Reclamação constitucional no CPC/15: 10 anos depois, onde estamos?
Reclamação constitucional após o CPC/15: Limites, controvérsias e seu papel no controle de precedentes.
domingo, 29 de junho de 2025
Atualizado em 27 de junho de 2025 14:18
A reclamação, prevista nos arts. 988 a 993 do CPC/15, é uma ação de competência originária dos tribunais, destinada a preservar sua competência, garantir a autoridade de suas decisões e assegurar a observância de precedentes vinculantes.
A reclamação não é recurso, tampouco medida substitutiva da ação rescisória.
As hipóteses de cabimento
Trata-se, em síntese, de ação incidental de controle de legalidade e de competência, destinada a preservar a competência do tribunal (art. 988, I), garantir a autoridade de suas decisões (art. 988, II), garantir a observância de súmula vinculante ou decisão do STF em controle concentrado (art. 988, III), e garantir a observância de acórdãos proferidos em IRDR ou IAC (art. 988, IV).
A inovação do CPC/15, especialmente após a lei 13.256/16, foi consolidar essa via processual como mecanismo de concretização do sistema de precedentes.
Nesse sentido, a reclamação admite-se tanto em casos de não aplicação da tese firmada quanto em casos de aplicação indevida (art. 988, §4º). Essa violação pode se dar pela ausência de aplicação do precedente, ou pela aplicação equivocada, com base em premissas superadas ou sem realizar o distinguishing.
Quando não cabe a reclamação
O art. 988, §5º, impõe duas restrições relevantes.
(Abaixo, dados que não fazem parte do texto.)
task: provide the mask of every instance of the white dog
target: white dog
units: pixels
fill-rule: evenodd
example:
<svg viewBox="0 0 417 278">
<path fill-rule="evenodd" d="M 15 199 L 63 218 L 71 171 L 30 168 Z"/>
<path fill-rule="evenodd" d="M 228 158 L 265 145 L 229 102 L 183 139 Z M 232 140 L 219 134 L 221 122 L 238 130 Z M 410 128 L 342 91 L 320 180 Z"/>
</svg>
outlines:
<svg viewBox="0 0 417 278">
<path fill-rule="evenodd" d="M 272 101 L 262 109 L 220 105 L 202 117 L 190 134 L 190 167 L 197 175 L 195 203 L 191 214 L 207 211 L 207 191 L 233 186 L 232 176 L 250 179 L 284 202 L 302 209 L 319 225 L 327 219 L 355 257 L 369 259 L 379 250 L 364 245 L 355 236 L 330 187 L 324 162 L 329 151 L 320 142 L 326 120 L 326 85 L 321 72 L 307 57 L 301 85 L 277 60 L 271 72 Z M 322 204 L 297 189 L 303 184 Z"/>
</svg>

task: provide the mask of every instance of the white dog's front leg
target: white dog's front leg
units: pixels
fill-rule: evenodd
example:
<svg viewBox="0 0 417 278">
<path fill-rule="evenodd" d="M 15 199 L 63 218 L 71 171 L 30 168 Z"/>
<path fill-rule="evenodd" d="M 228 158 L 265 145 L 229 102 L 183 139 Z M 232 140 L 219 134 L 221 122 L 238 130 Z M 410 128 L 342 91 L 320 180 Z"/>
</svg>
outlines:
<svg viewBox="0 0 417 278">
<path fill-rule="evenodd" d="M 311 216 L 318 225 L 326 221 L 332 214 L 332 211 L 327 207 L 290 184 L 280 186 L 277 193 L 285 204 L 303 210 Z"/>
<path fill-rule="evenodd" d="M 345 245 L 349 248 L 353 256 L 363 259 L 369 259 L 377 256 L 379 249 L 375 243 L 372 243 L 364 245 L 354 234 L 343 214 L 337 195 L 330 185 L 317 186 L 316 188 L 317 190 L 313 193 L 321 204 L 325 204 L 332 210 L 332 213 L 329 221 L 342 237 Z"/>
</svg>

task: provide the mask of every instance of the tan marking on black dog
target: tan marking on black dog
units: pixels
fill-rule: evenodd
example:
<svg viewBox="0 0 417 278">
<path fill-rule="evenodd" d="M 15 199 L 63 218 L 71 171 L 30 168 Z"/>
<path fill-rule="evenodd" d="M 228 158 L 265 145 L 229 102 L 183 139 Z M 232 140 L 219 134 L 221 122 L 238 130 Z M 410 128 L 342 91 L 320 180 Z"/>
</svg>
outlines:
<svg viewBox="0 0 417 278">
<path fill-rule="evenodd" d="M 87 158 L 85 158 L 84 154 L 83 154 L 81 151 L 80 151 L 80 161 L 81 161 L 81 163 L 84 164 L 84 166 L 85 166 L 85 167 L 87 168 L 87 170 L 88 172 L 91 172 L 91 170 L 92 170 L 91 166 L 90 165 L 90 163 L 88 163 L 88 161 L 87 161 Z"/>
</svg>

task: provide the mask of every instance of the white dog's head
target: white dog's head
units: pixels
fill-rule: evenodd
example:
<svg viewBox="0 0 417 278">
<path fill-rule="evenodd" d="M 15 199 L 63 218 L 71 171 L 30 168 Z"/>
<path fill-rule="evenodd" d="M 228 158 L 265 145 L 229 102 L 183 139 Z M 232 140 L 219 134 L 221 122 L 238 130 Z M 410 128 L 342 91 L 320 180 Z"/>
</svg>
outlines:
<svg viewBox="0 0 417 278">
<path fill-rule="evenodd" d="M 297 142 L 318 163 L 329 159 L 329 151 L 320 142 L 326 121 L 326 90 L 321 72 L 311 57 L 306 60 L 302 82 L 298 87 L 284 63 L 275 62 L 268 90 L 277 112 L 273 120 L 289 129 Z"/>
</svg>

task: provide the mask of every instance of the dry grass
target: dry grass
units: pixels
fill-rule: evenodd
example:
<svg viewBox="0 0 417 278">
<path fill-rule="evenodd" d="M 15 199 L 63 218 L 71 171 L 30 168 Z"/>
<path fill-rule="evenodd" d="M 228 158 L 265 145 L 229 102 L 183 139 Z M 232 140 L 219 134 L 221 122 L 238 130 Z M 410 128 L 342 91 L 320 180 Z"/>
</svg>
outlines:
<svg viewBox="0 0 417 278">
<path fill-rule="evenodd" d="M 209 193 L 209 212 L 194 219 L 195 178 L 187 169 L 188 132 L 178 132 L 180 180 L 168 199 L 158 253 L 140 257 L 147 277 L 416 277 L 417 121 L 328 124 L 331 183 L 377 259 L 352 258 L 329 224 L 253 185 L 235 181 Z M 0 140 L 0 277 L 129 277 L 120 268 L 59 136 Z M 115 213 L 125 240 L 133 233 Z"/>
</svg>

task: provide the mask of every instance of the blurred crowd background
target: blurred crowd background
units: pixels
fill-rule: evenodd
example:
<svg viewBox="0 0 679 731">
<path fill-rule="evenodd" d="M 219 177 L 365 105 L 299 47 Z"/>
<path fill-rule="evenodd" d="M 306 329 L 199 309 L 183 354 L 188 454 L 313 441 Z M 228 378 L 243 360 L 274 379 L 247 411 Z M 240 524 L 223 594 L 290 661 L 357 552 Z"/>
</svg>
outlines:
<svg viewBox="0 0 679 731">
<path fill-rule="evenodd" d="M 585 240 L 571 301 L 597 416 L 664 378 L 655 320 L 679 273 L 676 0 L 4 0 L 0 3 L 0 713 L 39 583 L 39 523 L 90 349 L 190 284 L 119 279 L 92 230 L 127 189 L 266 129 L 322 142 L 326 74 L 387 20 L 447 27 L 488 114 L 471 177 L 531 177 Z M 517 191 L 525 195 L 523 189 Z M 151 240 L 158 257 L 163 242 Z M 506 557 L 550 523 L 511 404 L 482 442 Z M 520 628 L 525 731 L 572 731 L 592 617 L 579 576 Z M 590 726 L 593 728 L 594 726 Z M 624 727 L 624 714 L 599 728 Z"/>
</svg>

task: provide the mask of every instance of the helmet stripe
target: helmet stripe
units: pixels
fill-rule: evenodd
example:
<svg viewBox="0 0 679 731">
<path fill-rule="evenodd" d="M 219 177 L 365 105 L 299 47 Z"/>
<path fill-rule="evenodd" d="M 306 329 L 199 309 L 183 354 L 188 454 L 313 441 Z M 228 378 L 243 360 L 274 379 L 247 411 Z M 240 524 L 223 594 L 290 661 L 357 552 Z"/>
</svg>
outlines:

A primeira é que não cabe reclamação após o trânsito em julgado da decisão (inc. I), entendimento já consagrado pela súmula 734 do STF.
A segunda é que não cabe reclamação para garantir observância de acórdão em recurso repetitivo ou com repercussão geral, quando não esgotadas as instâncias ordinárias (inc. II).
Essa última limitação vem sendo objeto de intenso debate doutrinário. Isso porque, embora a doutrina defenda a admissibilidade da reclamação mesmo para garantir a observância de acórdãos proferidos em recursos repetitivos, o STJ consolidou entendimento contrário.
Na Rcl 36.476/SP, a Corte Especial fixou que não cabe reclamação ao STJ para controle da aplicação de precedentes repetitivos.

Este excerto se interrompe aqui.